First Microarrayed 3D Neuronal Culture Platform Developed.
The new microarrayed 3D platform for performing the chemotactic experiments, enabling precise and systematic study on the neuronal sensitivity to the steepness of molecular gradient.
Neuronal development is often regulated by the graded distribution of guidance molecules, which can either attract or repel the neuronal migration or neurite projection when presented in a format of concentration gradients or chemotaxis. However many details about the process is largely unexplored.
Chemotaxis refers to the movement of an organism in response to a chemical stimulus. It is well known that the concentration gradients of guidance molecules such as netrin or semaphorin (Sema) proteins play critical roles in embryonic neural development. Yet how exactly the physical profiles of molecular gradients e.g. the changing rate of concentration profiles (gradient steepness) interplays with neuronal development has long remained an unanswered question. Part of the reason was the lack of 3D devices that can recapitulate important features of brain tissues outside the human body. Previous in vitro chemotactic assays are often 2D low-throughput (meaning it needs to manually repeat the experiments many times to collect data for different parameters) and lack fine gradient control.
Georgian Technical University team develop a new platform for performing the chemotactic experiments. They have developed a hydrogel-based microfluidic platform for high-throughput 3D chemotactic assays and used it to study neuronal sensitivity to the steepness of molecular gradient shedding light on neural regeneration mechanism by recognizing subtle variation in the gradient profiles of guidance molecules.
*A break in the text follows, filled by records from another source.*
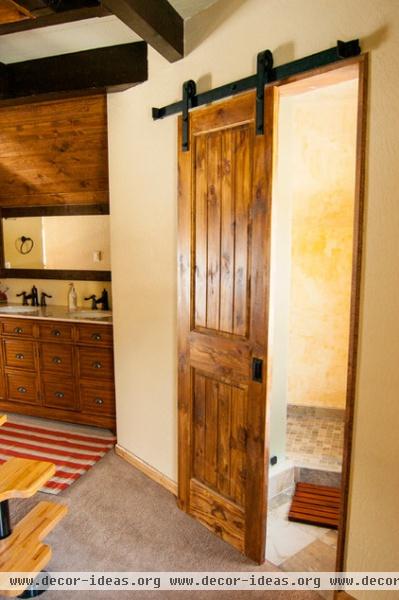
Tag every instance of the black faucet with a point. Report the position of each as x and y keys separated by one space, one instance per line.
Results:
x=103 y=300
x=43 y=297
x=35 y=296
x=25 y=298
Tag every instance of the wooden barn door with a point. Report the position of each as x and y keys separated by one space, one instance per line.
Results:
x=224 y=244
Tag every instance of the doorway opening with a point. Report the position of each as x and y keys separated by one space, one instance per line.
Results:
x=315 y=251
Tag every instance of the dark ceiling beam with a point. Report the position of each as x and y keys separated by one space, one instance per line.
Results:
x=113 y=68
x=46 y=16
x=156 y=21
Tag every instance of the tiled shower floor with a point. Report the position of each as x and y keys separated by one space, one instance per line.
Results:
x=315 y=440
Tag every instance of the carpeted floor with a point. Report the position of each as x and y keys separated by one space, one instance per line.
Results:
x=119 y=520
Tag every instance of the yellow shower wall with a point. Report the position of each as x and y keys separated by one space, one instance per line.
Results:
x=323 y=168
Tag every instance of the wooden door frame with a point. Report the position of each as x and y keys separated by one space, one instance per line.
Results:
x=184 y=301
x=357 y=245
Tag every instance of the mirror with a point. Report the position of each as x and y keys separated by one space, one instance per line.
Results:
x=61 y=242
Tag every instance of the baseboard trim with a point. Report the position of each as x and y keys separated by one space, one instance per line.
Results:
x=147 y=469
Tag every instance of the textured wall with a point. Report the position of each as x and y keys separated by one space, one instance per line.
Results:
x=323 y=138
x=143 y=179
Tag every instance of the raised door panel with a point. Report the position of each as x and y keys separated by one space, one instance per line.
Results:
x=219 y=436
x=59 y=393
x=95 y=399
x=222 y=194
x=56 y=358
x=96 y=335
x=22 y=387
x=56 y=332
x=96 y=363
x=19 y=327
x=19 y=354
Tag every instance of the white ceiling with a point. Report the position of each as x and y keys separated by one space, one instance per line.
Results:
x=189 y=8
x=81 y=35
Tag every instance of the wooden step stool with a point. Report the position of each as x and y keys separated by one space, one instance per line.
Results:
x=21 y=548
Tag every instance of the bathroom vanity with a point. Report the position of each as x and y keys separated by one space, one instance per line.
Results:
x=58 y=365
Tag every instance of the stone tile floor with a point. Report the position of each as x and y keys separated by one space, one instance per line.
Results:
x=315 y=441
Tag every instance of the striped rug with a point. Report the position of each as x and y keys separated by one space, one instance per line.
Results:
x=72 y=453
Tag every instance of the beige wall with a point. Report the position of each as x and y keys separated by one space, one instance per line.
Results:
x=143 y=171
x=322 y=172
x=71 y=241
x=13 y=229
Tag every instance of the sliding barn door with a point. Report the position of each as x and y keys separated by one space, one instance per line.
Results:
x=224 y=241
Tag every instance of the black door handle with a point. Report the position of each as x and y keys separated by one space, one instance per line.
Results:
x=257 y=370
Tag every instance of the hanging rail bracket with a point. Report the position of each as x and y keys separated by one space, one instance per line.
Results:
x=264 y=66
x=189 y=92
x=266 y=73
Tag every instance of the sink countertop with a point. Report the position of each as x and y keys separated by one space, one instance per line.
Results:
x=56 y=313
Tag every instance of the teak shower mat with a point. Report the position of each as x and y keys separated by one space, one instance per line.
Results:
x=316 y=505
x=72 y=453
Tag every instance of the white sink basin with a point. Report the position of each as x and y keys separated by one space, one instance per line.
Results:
x=90 y=314
x=18 y=309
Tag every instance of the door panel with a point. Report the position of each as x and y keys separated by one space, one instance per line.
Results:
x=224 y=241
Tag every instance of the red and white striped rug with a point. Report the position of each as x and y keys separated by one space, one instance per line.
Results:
x=72 y=453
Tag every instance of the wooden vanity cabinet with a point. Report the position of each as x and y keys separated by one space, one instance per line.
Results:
x=58 y=370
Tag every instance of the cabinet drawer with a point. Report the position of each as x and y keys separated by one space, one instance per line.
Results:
x=22 y=388
x=99 y=400
x=19 y=354
x=56 y=358
x=18 y=327
x=100 y=335
x=59 y=332
x=59 y=393
x=96 y=363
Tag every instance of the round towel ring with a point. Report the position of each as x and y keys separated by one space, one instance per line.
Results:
x=24 y=244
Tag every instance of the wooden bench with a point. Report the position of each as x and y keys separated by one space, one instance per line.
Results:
x=22 y=548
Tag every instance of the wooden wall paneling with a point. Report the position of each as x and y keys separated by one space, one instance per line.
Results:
x=54 y=153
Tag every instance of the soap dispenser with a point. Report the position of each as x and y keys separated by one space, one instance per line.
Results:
x=72 y=298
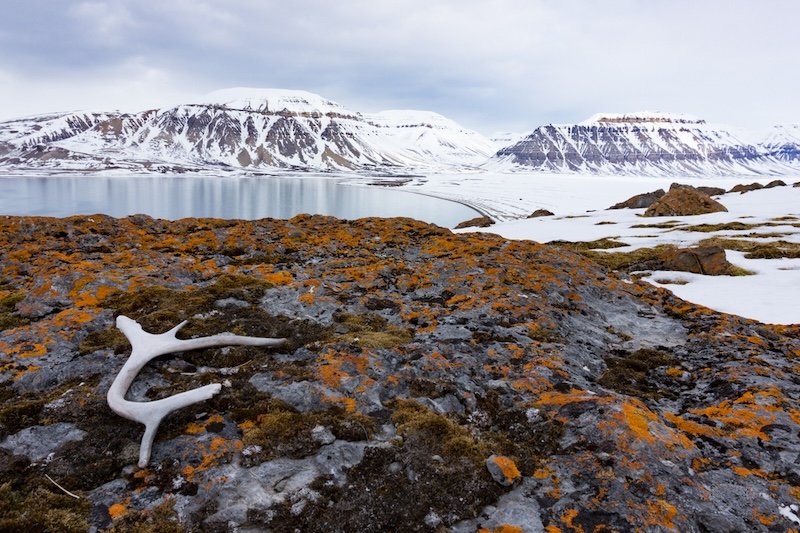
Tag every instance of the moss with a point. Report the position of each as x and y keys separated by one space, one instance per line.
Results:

“Our chip measures only 1 by 3 cm2 but houses hundreds of suspended microscale hydrogel cylinders each containing a distinct gradient profile to allow 3D growth of neuronal cells in an environment closely resembling that inside our brains” says Dr. X Associate Professor in the Department of Biomedical Engineering (BME) at Georgian Technical University who led the research.
“The major advantage of the setup is the high throughput meaning a large collection of molecular gradient profiles can be tested in parallel using a single chip to generate a huge amount of data and the experiment time can be reduced from months to 48 hours” he explains.
Using the new platform and rigorous statistical analysis the team has revealed dramatic diversity and complexity in the chemotactic regulation of neuronal development by various guidance molecules. In particular for Sema3A (SEMA3A (Semaphorin 3A) is a Protein Coding gene. Diseases associated with SEMA3A include Hypogonadotropic Hypogonadism 16 With Or Without Anosmia and Kallmann Syndrome. Among its related pathways are ERK Signaling and Akt Signaling. Gene Ontology (GO) annotations related to this gene include chemorepellent activity. An important paralog of this gene is SEMA3D) the team has found that two signaling pathways namely STK11 (Serine/threonine kinase 11 (STK11) also known as liver kinase B1 (LKB1) or renal carcinoma antigen NY-REN-19 is a protein kinase that in humans is encoded by the STK11 gene) and GSK3 (Glycogen synthase kinase 3 is a serine/threonine protein kinase that mediates the addition of phosphate molecules onto serine and threonine amino acid residues) are differentially involved in steepness-dependent chemotactic regulation of coordinated neurite repellence and neuronal migration.
Based on these findings the team further demonstrated that the guidance molecule Sema3A (Semaphorin-3A is a protein that in humans is encoded by the SEMA3A gene) is only beneficial to promote cortex regeneration if it is presented in the right gradient form in an injured rat brain.
“In case of brain injury the nervous system does not regenerate easily, so proper use of guidance molecules would help the brain to recover. In this regard our research provides insights to the development of novel therapeutic strategies” Dr. X concluded.